For a long time, the topic of attribution was taboo in cybersecurity policy discussions. As a result, democratic countries have been under attack in cyberspace, without having any meaningful way to retaliate.
NotPetya, a state-sponsored attack that affected many public and private sector actors, caused hundreds of millions of euros in damages across Europe. It was also the incident that shifted EU discussions on attribution. On February 15, 2018, almost eight months after the NotPetya attack, both the UK and the U.S. attributed this attack to the Russian Federation. Many other European and global countries followed suit, supporting the assertion and creating the largest coordinated attribution to date. This sent a message that such attacks can no longer be conducted with impunity and since then we have seen several more cases of cyberattack attribution.
What has changed though? Has the government naming and shaming of state-sponsored cyber activities stemmed the tide of such incidents? The answer is no. In fact, attacks have been increasing, especially those that fall below the threshold of the use of force, such as attacks on democratic processes. However, attribution has increased the cost of malicious cyber activity.
What has become clear is that the path to digital peace must involve all stakeholders – government, industry, and civil society. No actor can stop these ever-growing attacks alone and governments cannot eliminate the risk of cyberattacks by themselves. Industry and civil society must play a role also, through initiatives such as the Paris Call for Trust and Security in Cyberspace and the Cybersecurity Tech Accord. We all have a responsibility to take steps to address state-sponsored attacks – and to support others in doing so also.

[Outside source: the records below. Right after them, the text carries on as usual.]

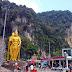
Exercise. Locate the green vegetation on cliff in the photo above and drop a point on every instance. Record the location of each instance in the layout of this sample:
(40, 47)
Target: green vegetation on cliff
(42, 27)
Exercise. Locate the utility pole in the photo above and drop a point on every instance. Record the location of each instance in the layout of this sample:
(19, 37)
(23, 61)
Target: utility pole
(3, 38)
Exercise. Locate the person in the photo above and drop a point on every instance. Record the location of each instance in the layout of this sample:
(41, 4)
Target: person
(27, 68)
(31, 67)
(70, 67)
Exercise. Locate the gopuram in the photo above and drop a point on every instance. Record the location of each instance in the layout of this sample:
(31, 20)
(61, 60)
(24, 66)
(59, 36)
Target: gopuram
(14, 45)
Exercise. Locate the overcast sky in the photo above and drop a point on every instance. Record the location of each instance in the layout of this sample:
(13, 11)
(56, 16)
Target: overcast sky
(45, 5)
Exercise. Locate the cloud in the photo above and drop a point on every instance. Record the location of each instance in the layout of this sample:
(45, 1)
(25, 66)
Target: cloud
(28, 3)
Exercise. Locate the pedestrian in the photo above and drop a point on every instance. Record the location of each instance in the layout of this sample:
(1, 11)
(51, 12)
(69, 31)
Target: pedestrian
(31, 67)
(70, 67)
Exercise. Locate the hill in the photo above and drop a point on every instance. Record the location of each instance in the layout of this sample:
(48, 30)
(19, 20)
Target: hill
(39, 28)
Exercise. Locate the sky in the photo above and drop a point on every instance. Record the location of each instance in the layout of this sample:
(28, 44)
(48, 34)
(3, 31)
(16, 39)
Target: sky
(45, 5)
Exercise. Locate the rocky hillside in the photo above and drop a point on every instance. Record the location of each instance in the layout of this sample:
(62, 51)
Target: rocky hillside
(39, 28)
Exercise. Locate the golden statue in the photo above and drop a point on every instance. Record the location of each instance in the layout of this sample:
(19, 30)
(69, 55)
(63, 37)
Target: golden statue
(14, 46)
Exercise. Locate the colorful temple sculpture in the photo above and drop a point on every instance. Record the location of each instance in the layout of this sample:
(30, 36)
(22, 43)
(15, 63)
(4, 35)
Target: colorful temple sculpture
(14, 47)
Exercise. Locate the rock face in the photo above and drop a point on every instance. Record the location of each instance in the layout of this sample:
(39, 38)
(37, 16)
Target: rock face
(3, 53)
(69, 36)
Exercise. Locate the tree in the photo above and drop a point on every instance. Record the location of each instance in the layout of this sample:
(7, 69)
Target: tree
(57, 53)
(31, 49)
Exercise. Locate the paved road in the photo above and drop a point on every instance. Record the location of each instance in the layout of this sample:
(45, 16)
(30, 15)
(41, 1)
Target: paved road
(48, 70)
(2, 69)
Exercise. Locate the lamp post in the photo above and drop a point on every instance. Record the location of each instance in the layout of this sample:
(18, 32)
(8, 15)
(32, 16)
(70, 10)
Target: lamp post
(3, 38)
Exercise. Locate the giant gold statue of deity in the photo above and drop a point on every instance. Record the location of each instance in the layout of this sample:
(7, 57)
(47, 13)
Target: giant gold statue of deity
(14, 46)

In June 2017, the Council of the European Union adopted the EU Cyber Diplomacy Toolbox, laying the foundation for a joint EU diplomatic response to deter malicious cyber operations. Then, on May 17, 2019, the Council implemented a framework allowing the EU to impose targeted restrictive measures when responding to cyberattacks that constitute an external threat to the EU or to individual Member States.
Cyberattacks that have “significant impact” will fall within the scope of this new sanctions regime. In practice, this means that, for the first time, the EU will be able to impose sanctions on persons or entities directly or indirectly responsible for cyberattacks. These measures include a ban on persons travelling to the EU, and an asset freeze on persons and entities.
Establishing this framework for collective action is important and highly commendable. The path to digital peace demands deterrence. This addition to the EU Cyber Diplomacy Toolbox will advance the enforcement of international norms, and provides a vital framework to build upon in the future.